Après 24 années de pratique démocratique, le Burkina Faso se situe au tournant le plus emblématique de sa vie démocratique. L’échéance de la première passation de témoin entre un Chef d’Etat sortant et entrant a conduit le pays dans une sorte de crise larvée qui a couvé pendant près de 3 ans.

Nous sommes entrés dans une nouvelle phase le 21 octobre dernier lorsque le gouvernement a décidé de transmettre à l’Assemblée nationale un projet de loi portant modification de la constitution en son article 37, portant limitation des mandats présidentiels. En réaction à cela, l’opposition politique et des Organisations de la Société Civile opposé à la modification de l’article 37, ont annoncé un mot d’ordre de désobéissance civile à partir de 28 octobre 2014.

Chers acteurs de la vie politique, en tant qu’organisation de la société civile et au-delà de nos positions individuelles et partisanes, nous avons le devoir d’alerter quant aux graves dérives que comportent ces mesures d’une extrémité inouïe, sans aucun dialogue préalable.

Il serait d’une grave incongruité doublée d’une absurdité aveuglante, que de croire que le principe universel selon lequel : « les mêmes causes produisent les mêmes effets », ne s’applique pas au Burkina Faso.

Nous ne nous pas une exception à cette règle.
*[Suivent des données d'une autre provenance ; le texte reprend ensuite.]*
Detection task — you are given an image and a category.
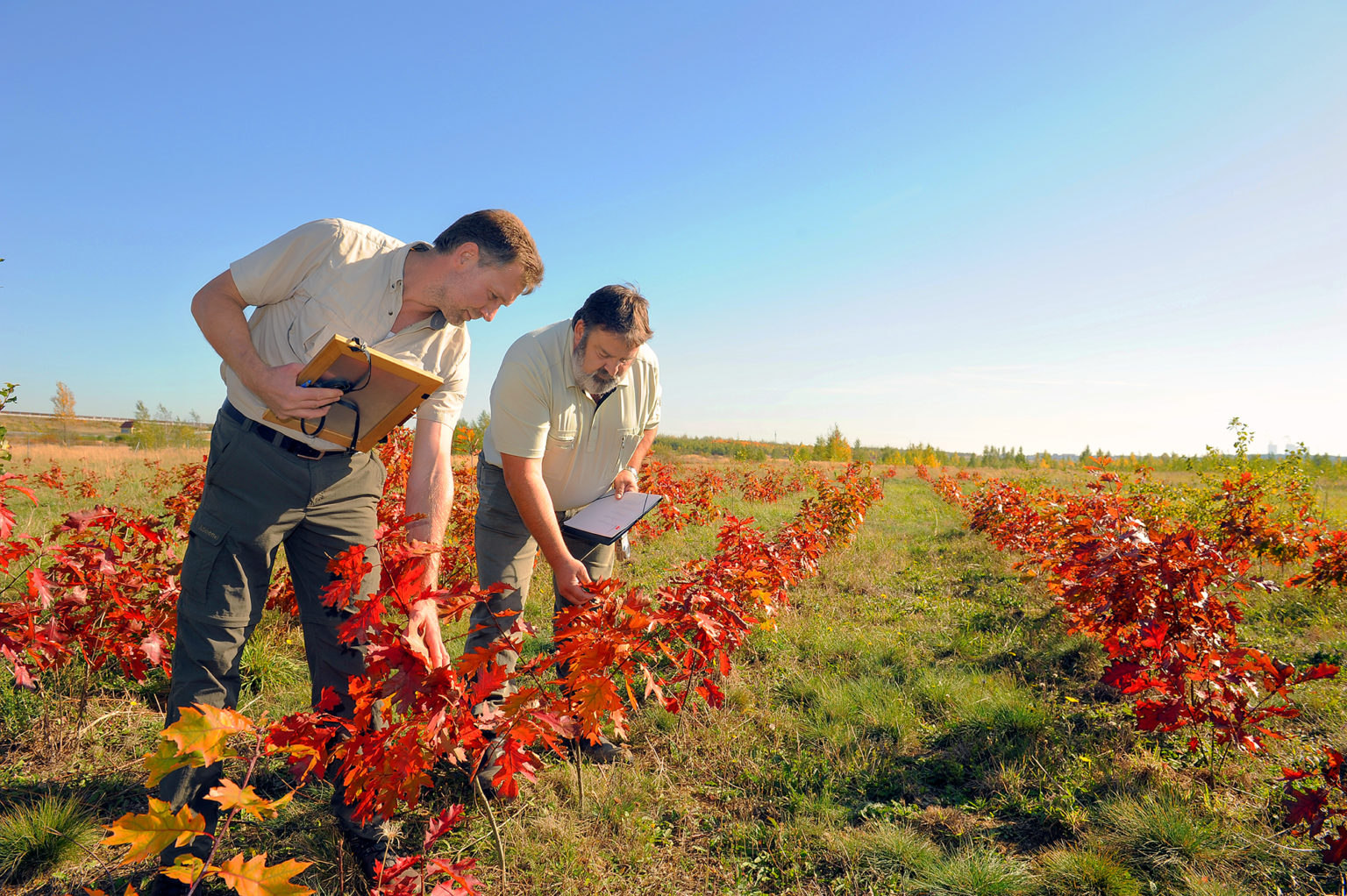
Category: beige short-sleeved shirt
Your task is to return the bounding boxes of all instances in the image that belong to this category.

Dans un cas similaire en Guinée on a dénombré au moins 100 morts et des traitements d’un caractère tellement inhumain et hautement dégradants dépassant même l’entendement humain.

Tous les signaux nous alertent quant au caractère particulièrement désastreux sur le plan humanitaire et socio-économique des récentes mesures. Les simulations les plus optimistes font état d’au moins une dizaine de morts dans le cas présent du Burkina Faso. La responsabilité morale et et même directe de cette tragédie est imputable aux acteurs politiques.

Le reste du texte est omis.